CHAPTER
I A memorable
date
II the butterfly man
III A plaster statuette
IV pirates and secretaries
V no false pretenses
VI some explanations
VII A bit of romantic history
VIII some birds in A chimney
IX they dress for dinner
X the ghost of an old
regime
XI preparations and cogitations
XII M. Ferraud introduces himself
XIII the woman who knew
XIV the drama begins
XV they go A-sailing
XVI cross-purposes
XVII A question Prom Keats
XVIII Cathewe advises and the admiral discloses
XIX Breitmann makes his first blunder
XX an old scandal
XXI captain Flanagan meets A duke
XXII the admiral begins to doubt
XXIII Cathewe asks questions
XXIV the pines of Aitone
XXV the dupe
XXVI the end of the dream
A SPLENDID HAZARD
CHAPTER I
A MEMORABLE DATE
A blurring rain fell upon Paris that day; a rain so fine and cold that it penetrated the soles of men’s shoes and their hearts alike, a dispiriting drizzle through which the pale, acrid smoke of innumerable wood fires faltered upward from the clustering chimney-pots, only to be rent into fragments and beaten down upon the glistening tiles of the mansard roofs. The wide asphalts reflected the horses and carriages and trains and pedestrians in forms grotesque, zigzagging, flitting, amusing, like a shadow-play upon a wrinkled, wind-blown curtain. The sixteenth of June. To Fitzgerald there was something electric in the date, a tingle of that ecstasy which frequently comes into the blood of a man to whom the romance of a great battle is more than its history or its effect upon the destinies of human beings. Many years before, this date had marked the end to a certain hundred days, the eclipse of a sun more dazzling than Rome, in the heyday of her august Caesars, had ever known: Waterloo. A little corporal of artillery; from a cocked hat to a crown, from Corsica to St. Helena: Napoleon.
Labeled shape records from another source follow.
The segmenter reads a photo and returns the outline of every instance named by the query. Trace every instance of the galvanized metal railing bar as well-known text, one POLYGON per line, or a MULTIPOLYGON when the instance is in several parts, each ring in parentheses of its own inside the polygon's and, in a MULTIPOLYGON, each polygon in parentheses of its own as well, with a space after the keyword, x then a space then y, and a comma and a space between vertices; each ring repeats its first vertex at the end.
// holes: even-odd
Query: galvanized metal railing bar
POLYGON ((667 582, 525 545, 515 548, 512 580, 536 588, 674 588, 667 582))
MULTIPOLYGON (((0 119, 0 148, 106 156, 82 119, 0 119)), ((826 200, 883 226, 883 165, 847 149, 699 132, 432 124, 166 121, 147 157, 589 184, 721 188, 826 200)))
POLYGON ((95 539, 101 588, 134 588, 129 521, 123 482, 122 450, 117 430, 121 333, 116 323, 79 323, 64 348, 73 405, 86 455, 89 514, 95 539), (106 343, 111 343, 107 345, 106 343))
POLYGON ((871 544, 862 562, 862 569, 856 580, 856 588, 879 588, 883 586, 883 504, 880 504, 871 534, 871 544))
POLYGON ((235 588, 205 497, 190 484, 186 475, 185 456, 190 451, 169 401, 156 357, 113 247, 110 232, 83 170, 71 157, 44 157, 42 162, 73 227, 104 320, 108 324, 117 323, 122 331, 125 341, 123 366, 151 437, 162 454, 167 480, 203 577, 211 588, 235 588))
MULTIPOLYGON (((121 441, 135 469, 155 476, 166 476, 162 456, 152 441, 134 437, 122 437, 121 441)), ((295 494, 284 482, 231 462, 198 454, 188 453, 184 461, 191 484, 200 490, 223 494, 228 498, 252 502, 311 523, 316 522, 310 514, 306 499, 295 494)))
Fitzgerald, as he pressed his way along the Boulevard des Invalides, his umbrella swaying and snapping in the wind much like the sail of a derelict, could see in fancy that celebrated field whereon this eclipse had been supernally prearranged. He could hear the boom of cannon, the thunder of cavalry, the patter of musketry, now thick, now scattered, and again not unlike the subdued rattle of rain on the bulging silk careening before him. He held the handle of the umbrella under his arm, for the wind had a temper mawling and destructive, and veered into the Place Vauban. Another man, coming with equal haste from the opposite direction, from the entrance of the tomb itself, was also two parts hidden behind an umbrella. The two came together with a jolt as sounding as that of two old crusaders in a friendly just. Instantly they retreated, lowering their shields.